Apenas eran las 16.30 horas. “Se me acercaron dos chavales de nacionalidad marroquí y me dijeron que estaba saliendo humo. Miré y comprobé que era verdad, y que ya se estaba viendo una llamita. Lo paré de momento. Abrí las puertas urgentemente y desalojé. Menos mal que las puertas funcionaron correctamente y no se quedaron bloqueadas. Todo el mundo salió, cogí el extintor y me fui a sofocarlo”. Su serenidad dentro de lo grave de la situación dio la confianza que necesitaban los pasajeros para no perder la calma.

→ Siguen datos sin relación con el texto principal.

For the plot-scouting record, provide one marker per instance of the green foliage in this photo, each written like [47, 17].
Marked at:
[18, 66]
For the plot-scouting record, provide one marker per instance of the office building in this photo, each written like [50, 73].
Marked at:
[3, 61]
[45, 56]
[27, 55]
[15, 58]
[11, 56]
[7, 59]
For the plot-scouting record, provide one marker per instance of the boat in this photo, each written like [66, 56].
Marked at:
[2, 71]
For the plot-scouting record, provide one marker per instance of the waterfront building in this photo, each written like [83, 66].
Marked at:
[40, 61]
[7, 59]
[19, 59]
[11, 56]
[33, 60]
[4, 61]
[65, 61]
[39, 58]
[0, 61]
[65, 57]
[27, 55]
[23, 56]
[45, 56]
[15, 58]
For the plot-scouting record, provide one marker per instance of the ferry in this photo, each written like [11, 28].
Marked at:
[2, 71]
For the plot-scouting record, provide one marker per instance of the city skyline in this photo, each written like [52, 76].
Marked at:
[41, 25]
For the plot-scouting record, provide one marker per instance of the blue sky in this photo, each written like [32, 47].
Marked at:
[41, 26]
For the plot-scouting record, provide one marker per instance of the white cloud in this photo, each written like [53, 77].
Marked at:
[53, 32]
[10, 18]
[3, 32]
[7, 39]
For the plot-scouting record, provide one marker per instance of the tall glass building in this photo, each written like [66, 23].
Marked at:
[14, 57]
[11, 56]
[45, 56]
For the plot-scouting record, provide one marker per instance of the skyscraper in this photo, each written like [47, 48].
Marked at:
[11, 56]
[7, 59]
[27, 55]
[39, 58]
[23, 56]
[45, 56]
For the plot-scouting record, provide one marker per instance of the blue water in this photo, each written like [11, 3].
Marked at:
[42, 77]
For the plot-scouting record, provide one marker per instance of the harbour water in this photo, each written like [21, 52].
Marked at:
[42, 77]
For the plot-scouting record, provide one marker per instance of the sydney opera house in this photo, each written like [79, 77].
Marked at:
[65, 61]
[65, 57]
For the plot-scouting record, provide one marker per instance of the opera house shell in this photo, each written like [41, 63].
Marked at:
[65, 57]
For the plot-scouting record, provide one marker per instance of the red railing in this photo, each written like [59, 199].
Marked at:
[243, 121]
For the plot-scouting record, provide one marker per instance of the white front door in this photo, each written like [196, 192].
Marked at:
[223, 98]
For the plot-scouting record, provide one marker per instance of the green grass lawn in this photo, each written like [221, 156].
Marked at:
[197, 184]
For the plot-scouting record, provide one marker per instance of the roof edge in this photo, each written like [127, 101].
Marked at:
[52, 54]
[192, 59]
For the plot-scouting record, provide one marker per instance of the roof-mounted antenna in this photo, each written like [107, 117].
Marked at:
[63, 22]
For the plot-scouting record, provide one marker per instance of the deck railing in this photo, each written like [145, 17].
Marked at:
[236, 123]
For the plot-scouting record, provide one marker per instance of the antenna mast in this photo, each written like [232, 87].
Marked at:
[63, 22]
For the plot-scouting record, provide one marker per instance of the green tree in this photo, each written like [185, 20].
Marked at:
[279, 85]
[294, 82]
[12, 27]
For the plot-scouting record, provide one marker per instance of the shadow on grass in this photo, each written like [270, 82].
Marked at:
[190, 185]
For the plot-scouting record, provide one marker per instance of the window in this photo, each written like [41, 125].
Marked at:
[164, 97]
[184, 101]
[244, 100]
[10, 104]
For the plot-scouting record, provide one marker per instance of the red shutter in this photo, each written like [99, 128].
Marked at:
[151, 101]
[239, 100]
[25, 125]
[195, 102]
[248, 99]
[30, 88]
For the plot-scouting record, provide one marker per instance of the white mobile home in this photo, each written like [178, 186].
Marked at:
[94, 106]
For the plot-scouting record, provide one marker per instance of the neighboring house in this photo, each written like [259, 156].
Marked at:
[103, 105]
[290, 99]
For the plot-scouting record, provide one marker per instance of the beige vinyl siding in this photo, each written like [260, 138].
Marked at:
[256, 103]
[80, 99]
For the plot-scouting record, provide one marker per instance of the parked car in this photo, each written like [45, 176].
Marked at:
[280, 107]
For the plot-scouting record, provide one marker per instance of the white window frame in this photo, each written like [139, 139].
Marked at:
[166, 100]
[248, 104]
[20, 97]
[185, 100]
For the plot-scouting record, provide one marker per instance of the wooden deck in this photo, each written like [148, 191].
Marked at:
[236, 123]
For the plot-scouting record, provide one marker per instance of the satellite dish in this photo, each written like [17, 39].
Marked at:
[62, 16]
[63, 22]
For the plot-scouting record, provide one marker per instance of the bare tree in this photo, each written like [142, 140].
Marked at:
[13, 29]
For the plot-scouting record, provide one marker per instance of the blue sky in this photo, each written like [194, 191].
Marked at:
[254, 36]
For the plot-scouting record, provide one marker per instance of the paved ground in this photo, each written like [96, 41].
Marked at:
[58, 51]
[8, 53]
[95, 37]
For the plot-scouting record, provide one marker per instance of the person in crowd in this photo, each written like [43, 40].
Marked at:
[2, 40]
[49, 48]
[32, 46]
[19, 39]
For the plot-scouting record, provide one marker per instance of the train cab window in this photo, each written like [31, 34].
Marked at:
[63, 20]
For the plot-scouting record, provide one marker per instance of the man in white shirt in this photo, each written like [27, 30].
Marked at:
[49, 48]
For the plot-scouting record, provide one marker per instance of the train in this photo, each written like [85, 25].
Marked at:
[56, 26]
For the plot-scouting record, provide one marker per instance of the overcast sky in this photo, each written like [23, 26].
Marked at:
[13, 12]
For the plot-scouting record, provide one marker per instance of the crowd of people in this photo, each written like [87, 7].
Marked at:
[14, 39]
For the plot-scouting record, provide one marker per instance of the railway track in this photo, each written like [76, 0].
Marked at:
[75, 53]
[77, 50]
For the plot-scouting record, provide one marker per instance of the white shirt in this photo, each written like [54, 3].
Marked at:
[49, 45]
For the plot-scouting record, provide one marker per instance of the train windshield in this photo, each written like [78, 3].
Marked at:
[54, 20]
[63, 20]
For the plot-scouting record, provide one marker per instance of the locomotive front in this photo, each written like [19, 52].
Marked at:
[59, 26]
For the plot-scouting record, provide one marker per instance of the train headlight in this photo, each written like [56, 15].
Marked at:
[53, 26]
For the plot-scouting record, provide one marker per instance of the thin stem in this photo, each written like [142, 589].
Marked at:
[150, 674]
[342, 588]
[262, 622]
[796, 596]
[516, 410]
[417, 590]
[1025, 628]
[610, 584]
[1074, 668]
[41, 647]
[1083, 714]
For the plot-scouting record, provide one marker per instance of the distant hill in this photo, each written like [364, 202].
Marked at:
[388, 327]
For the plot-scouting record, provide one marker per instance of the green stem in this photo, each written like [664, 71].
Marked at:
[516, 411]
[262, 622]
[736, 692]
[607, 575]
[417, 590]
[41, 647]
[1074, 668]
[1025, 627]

“Fue en dos minutos, fue una evacuación muy civilizada”, señala. “Volvía entrar y agoté el extintor pero fue imposible entre la mezcla del humo que salía hacia mí en el interior y los gases. Tuve que desistir. Había cada vez más humo y más llamas y me salí”. Pese a la gravedad de la situación, asegura que en ningún momento temió por su vida. “No pensé en eso. Me quedé muy satisfecho porque habían salido todos sin problema y cogí el extintor para intentar si podía sofocarlo”. Fue ya cuando se tranquilizó todo cuando empezó a pensar en cómo podría haberse complicado todo aún más por la cercanía de la gasolinera y los coches estacionados.

“Es un hecho puntual”


Por su parte, en el seno del comité de empresa, no ocultaban ayer su “preocupación” por este suceso, que se suma a la lista de los ocurridos en los últimos años. Discrepan en que son tres los incendios que se han producido desde 2012 como dijo el delegado de Movilidad. “Son algunos más y desde hace menos tiempo” y alertan de que “urge” que lleguen los nuevos autobuses ante el estado de la flota  porque “esto no puede aguantar mucho más tiempo así”. Por ello, piden al Ayuntamiento que “aligere al máximo los trámites” (se prevé para agosto la llegada de nueve nuevos autobuses). Aseguran que la situación es “de gravedad” y requieren una respuesta “urgente”.

Por su parte , la portavoz municipal Laura Álvarez, aseguró ayer que lo ocurrido “es un hecho puntual” y que el autobús siniestrado había pasado “todas las revisiones que tenía que pasar” y cargó contra la gestión anterior Gobierno del PP. “En ningún momento Jerez se mereció quedarse con los autobuses chatarra de Madrid”, dijo, tras reiterar que el Gobierno local  “está trabajando para renovar la flota”, sentenció.